Al-Hani was a Christian Maronite Arab and resident of Beirut, in modern Lebanon. In March 1913 he was one of six men who had signed a letter to the French consul in Beirut, François Georges-Picot, requesting French assistance to liberate Syria and Lebanon from the rule of the Ottoman Empire. The outbreak of the First World War in 1914, in which the Ottoman Empire declared war on France and the other Allies, led to the evacuation of the French consulate in Beirut. Picot was advised by the American consul, Stanley Hollis, to destroy his secret papers but refused to do so. Picot, who thought the war would last just a couple of weeks, hid his documents behind a panel in the consulate building.

The hiding place of the documents was known to another Maronite, Philippe Effendi Zalzal, employed as a dragoman at the embassy. Zalzal was deported by the Ottomans to Damascus. When Picot did not return he panicked and, fearing he would be exiled to Anatolia, made contact with Djemal Pasha the Ottoman governor of the Syria province, to offer the information in exchange for a return to Beirut. The French consulate came under the protection of the neutral American consul, who placed seals on its doors. These were broken on 12 November 1914 when an Ottoman army unit, guided by Zalzal, broke in and removed a quantity of paperwork including Picot's secret documents. More papers, from the consulate archive, were removed on 27 September 1915.
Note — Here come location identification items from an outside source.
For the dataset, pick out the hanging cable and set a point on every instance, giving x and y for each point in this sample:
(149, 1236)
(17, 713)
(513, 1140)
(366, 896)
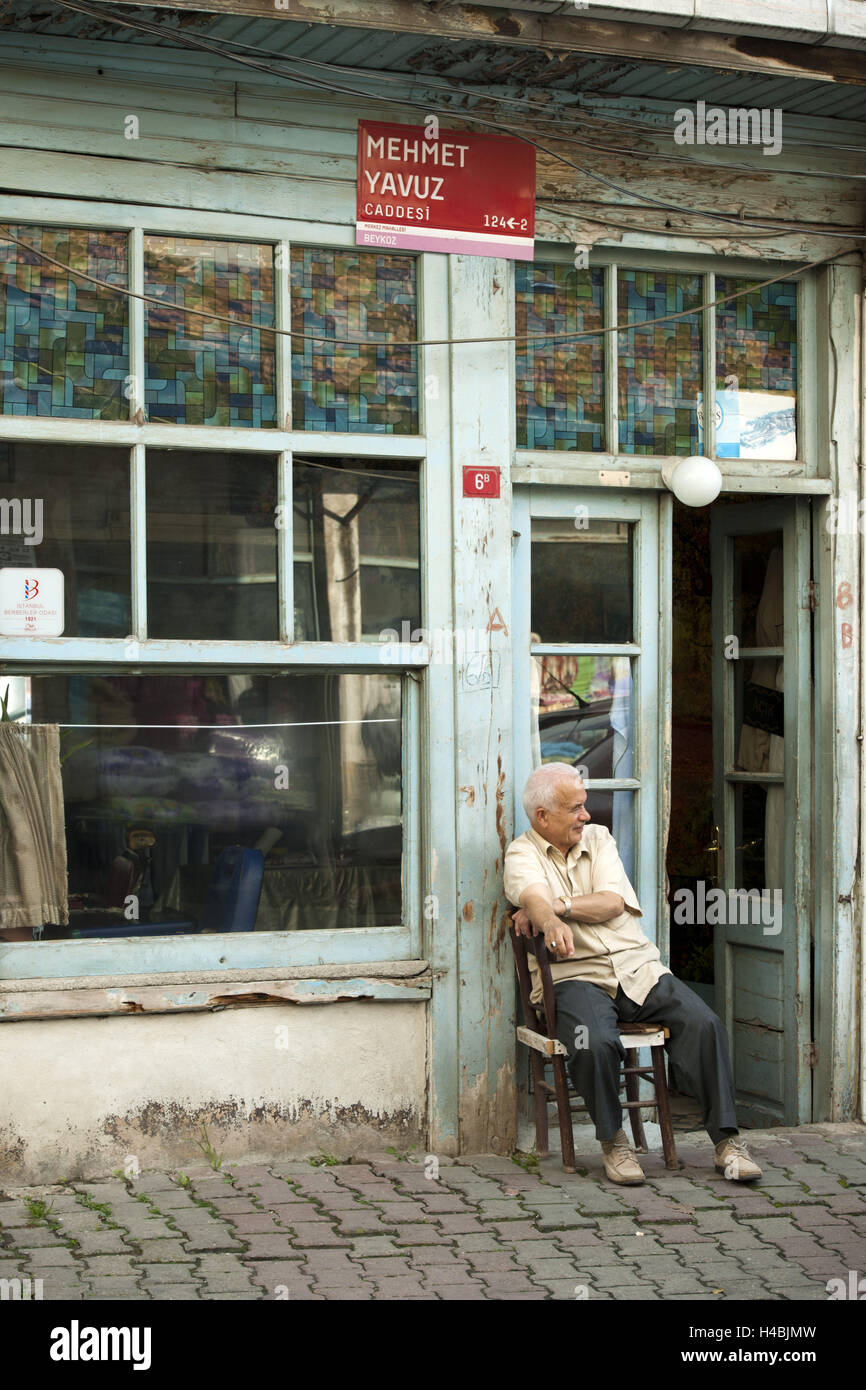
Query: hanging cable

In early 1916, frustrated with the lack of Ottoman success in the war, Djemal ordered the arrest of some of those residents of Syria known to have corresponded with the French. Al-Hani, the sole signer of the March 1913 letter who had remained in the Ottoman Empire during the war, was among those arrested. Djemal was reluctant at first to prosecute Muslim Arabs over the correspondence, for fear of causing a rift in the Empire – the Arab populace was in danger of revolt. He selected al-Hani as a man who could be publicly tried without offence to the Muslims. Al-Hani was tried for treason at a court martial in Aley on 26 February 1916. Convicted, he was publicly hanged at the Burj (main square) in Beirut at 5 am on 5 April 1916. His last words were "I have lived a blameless life and I die without fear". He was buried on the beach. The French had been unaware of the capture of the secret documents until al-Hani was executed.

Arab leaders Faisal and Hussein, who remained at this point nominally loyal to the Ottoman Empire (ahead of the June 1916 start of the Arab Revolt) pleaded with Djemal to limit the sentencing of other Arabs implicated in the seized documents to imprisonment. Hussein threatened that "blood will cry for blood". On 6 May Djemal hanged fourteen more men in Beirut and seven in Damascus, seventeen of these were Muslims and the remainder Christians. The square where al-Hani and the others were hanged in Beirut is now known as Martyrs' Square and 6 May is commemorated as Martyrs' Day in modern-day Lebanon and Syria.